Позументный мастер взглянул на своего подмастерья и на мещанина, многозначительно сжал губы, но – таково сердце человеческое! – схватил деньги и бросился надевать кафтан, опасаясь, как бы Илья не передумал. Он подозревал, каким путем Сидоров добыл деньги, но эгоистическое чувство возобладало над всем.
– Я живой рукой! – крикнул он жене, нахлобучивая шапку, и почти выбежал на улицу. Скрипя каблуками по мерзлому снегу, он прижимал к себе заветные сотни, и они точно пускали по его телу теплые токи. – Слава Богу! Слава Богу! – шептал он.
Думал Прохоров о многом, мысли неслись, как стая птиц, но менее всего ему впадала дума о том, кто добыл эти роковые рубли. А на Илью набросились и Анна Ермиловна, и Маша с расспросами о том, каким путем добыл денег, почему Ермолай Тимофеевич так охотно отсчитал три сотни.
– А вам зачем знать? – отделался Илья и пригрозил мещанину: – И ты молчи!
– Слушаю! – ответил тот. – Пока мы в твоей полной воле.
Маша хотя и радовалась своему близкому освобождению, и кидала благодарные взгляды на Илью, но в конце концов ею овладело смутное беспокойство: Сидоров был какой-то странный, принес деньги, точно они ему с неба свалились. Потом этот Ермолай Тимофеевич, который исполняет малейшее желание Сидорова и в то же время зорко следит за ним.
– Ильюша! Скажи, голубчик, по правде, как это ты устроил? Не таись! – вымолвила она просительно.
Что-то дрогнуло в лице подмастерья.
– Просишь? Меня просишь, родная? – заговорил он ласкающим полушепотом и тяжело дыша. – Будь по-твоему, скажу все… Да, все. Терять-то мне теперь уже нечего. Слушайте же, что будет говорить Илюшка Жгут! Люба была мне ты, Мария Маркиановна, во, как люба! Я бы за тебя жизнь был рад отдать. А ты на меня смотреть не хотела, по офицерику вздыхала, примечал я. Бог с тобою, и я тебе не в укор это: сердцу-то ведь не прикажешь. И на офицера не злюсь, он тоже не виноват, что приглянулся. А только мне было тяжело, правду сказать. Вытерпел. А вот одно снести не мог, чтобы твой барин тебя взял в… свой дом. Не выдержала душа. Лучше самому в неволю, да тебе бы на волю. Барин твой захотел за тебя, Мария Маркиановна, триста рублей, ну я их и добыл. Больше добыл: сто рублей тебе на приданое. Вспоминай только меня порой да молись за Илюшку! – Голос его дрогнул. – Э! Довольно толковать, – сказал он, принимая бодрый вид. – Продался я в солдаты. Ермолай Тимофеевич четырех сотен не пожалел.
Маша зарыдала.
– Ильюша! Да что это ты? Да Господь с тобой! Да лучше бы я!.. – заговорила она сквозь рыдания.

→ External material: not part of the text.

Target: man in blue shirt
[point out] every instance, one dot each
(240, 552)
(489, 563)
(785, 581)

Сидоров сурово уставился на нее.
– Что лучше-то? В полюбовницы тебе к князю идти? Нет, уж это, а-ах! Лучше пусть мне лоб забреют. Послужу честно царице, а там в чистую выйду. Мне семьи не оставлять, один я, как перст.
Вокруг слышались аханья и восклицания, Анна Ермиловна вытирала слезы. Один Ермолай Тимофеевич сохранял невозмутимое спокойствие; на его душе было даже отрадно от мысли, что все-таки его сын отвертелся.